Die Verhandlungen zwischen ÖVP und FPÖ gehen in die heiße Phase, eine Einigung stehe bald bevor, heißt es. Doch während die Parteien um letzte große Themenbrocken feilschen, hagelt es Kritik an bisher präsentierten Einigungen. Vor allem die gestern verkündete Ermöglichung eines 12-Stunden-Tages sowie das Vorhaben, Eltern von Schulschwänzern die Sozialbezüge zu kürzen, stößt auf deutliche Kritik.

12-Stunden-Tag als Aufreger

Die türkis-blauen Verhandler wurden sich gestern - ohne Einbezug der Sozialpartner - einig, die maximale Arbeitszeit fallweise auf 12 Stunden zu erhöhen. Damit sollen auch 60-Stunden-Arbeitswochen möglich werden. Das stößt bei Gewerkschaftern und Arbeitnehmervertretern jedoch auf heftigen Gegenwind.

Für FPÖ-Chef Heinz-Christian Strache war ein 12-Stunden-Arbeitstag im Jahr 2013 noch "eine asoziale, leistungsfeindliche Idee, da dies für alle Arbeitnehmer Nettolohnverluste bedeuten würde". Weiters führte er im "Kurier" vom 17. September 2013 aus: "Jeder arbeitende Mensch hat es sich verdient, wenn er mehr als acht Stunden am Tag arbeitet, diese Mehrstunden als Überstunden ausbezahlt zu erhalten. Ich möchte darüber hinaus die Überstundenbesteuerung abschaffen, damit Leistung sich wieder lohnt."

Details noch offen

Die von ÖVP und FPÖ geplante Möglichkeit eines 12-Stunden-Arbeitstages ohne Streichung der Überstundenzuschläge ist für Martin Risak, Arbeitsrechtsexperte der Uni Wien, ein Widerspruch, der aufgelöst werden müsse. Denn würde künftig die 11. und 12. Arbeitsstunde zur Normalarbeitszeit, dann falle auch der Überstundenzuschlag weg. Allerdings sei in diesem Punkt noch einiges offen.
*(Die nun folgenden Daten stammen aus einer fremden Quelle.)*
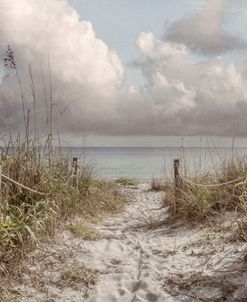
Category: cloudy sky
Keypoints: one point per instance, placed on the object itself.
(127, 70)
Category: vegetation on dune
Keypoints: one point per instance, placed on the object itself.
(127, 181)
(27, 217)
(197, 203)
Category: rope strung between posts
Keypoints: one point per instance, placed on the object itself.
(22, 186)
(212, 185)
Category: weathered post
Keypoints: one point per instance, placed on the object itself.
(176, 181)
(75, 173)
(1, 199)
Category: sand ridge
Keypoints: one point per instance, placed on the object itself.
(142, 257)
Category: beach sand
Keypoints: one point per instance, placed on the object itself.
(140, 255)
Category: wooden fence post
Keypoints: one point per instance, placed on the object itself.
(75, 173)
(1, 199)
(176, 181)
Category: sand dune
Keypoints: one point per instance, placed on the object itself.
(141, 257)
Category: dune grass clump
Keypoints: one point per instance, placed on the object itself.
(27, 217)
(127, 181)
(197, 203)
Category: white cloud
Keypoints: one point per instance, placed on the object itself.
(85, 71)
(180, 96)
(205, 31)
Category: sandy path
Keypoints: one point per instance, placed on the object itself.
(139, 263)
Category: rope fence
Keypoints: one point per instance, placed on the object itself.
(179, 179)
(213, 185)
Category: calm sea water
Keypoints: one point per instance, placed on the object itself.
(146, 163)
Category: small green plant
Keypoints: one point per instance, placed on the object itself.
(73, 275)
(127, 181)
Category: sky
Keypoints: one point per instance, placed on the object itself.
(126, 71)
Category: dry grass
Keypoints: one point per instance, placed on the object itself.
(73, 275)
(26, 217)
(127, 181)
(197, 203)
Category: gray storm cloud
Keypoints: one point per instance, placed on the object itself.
(180, 96)
(204, 31)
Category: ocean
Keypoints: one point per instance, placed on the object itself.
(148, 163)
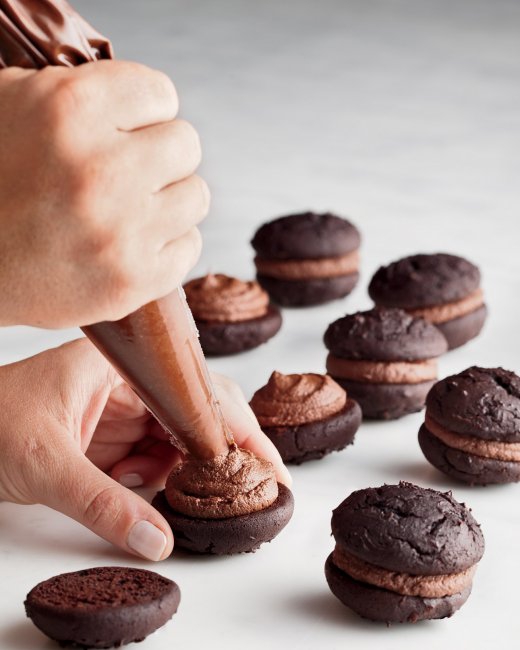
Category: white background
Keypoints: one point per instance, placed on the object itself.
(403, 115)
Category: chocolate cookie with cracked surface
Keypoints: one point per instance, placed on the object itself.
(472, 426)
(307, 259)
(306, 415)
(403, 553)
(102, 607)
(385, 359)
(231, 315)
(441, 288)
(224, 505)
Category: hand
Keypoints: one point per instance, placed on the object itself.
(98, 201)
(72, 432)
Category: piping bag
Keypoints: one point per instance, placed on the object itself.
(155, 349)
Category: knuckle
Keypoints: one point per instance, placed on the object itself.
(66, 96)
(203, 195)
(192, 137)
(165, 86)
(103, 508)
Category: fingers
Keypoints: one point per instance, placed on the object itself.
(150, 467)
(176, 260)
(81, 491)
(165, 153)
(180, 206)
(245, 427)
(132, 95)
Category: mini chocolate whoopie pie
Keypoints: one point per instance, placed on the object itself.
(224, 505)
(443, 289)
(403, 553)
(472, 426)
(231, 315)
(385, 359)
(307, 259)
(102, 607)
(306, 415)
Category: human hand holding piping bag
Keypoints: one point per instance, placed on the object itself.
(72, 434)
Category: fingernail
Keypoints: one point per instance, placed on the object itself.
(147, 540)
(131, 480)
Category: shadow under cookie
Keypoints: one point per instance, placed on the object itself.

"Der Teufel steckt im Detail", so Risak am Donnerstag im "Ö1-Mittagsjournal". Im übrigen sei derzeit die Zahl der Überstunden gedeckelt, was bei einer Ausdehnung des derzeit zehnstündigen Arbeitstages auf 12 Stunden - bei vollen Überstundenzuschlägen - zu berücksichtigen wäre. Außerdem sei es ohnehin seit 2012 erlaubt, zwölf Stunden am Stück zu arbeiten.


ÖVP und FPÖ liegen mit ihren Plänen zur Flexibilisierung der Arbeitszeit eigentlich auf einer ähnlichen Linie, wie der von SPÖ-Chef und Noch-Bundeskanzler Christian Kern Anfang des Jahres vorgelegte Plan A. Auch der SPÖ-Chef hatte die Möglichkeit eines 12-Stunden-Arbeitstags zur Bewältigung besonderer Produktionsspitzen im Programm.

SPÖ und ÖVP lagerten dieses Thema aber schließlich an die Sozialpartner aus. Während sich diese vor dem Sommer auf eine Anhebung der Mindestlöhne einigen konnten, scheiterte eine Neuregelung der Arbeitszeitflexibilisierung am Widerstand der Gewerkschaften.

"Rückschritt ins 19. Jahrhundert"

Der Präsident der Arbeiterkammer Oberösterreich, Johann Kalliauer, zeigte sich im Ö1-Morgenjournal "enttäuscht" über die Ankündigung. Diese "erste konkrete Maßnahme" sei ein "massiver Angriff auf die Arbeitnehmerinnen und Arbeitnehmer". Es unterstellte der zukünftigen Regierung, mit dem Vorhaben die 60-Stunden-Woche zur Realität machen zu wollen. Das sei "ein Rückschritt ins 19. Jahrhundert".

Dass Entscheidungen wie diese künftig ohne Sozialpartner durchgesetzt werden sollen, sieht der AK-Präsident naturgemäß kritisch. Man habe bereits in der Vergangenheit gesehen, dass es "immer klüger" sei, die Sozialpartner miteinzubeziehen. Tut das die neue Regierung nicht, werde es zu "Verschärfungen und Auseinandersetzungen kommen". Dem Arbeitnehmer jetzt den 12-Stunden-Tag "hinzuknallen" sei jedenfalls "ein starkes Stück". 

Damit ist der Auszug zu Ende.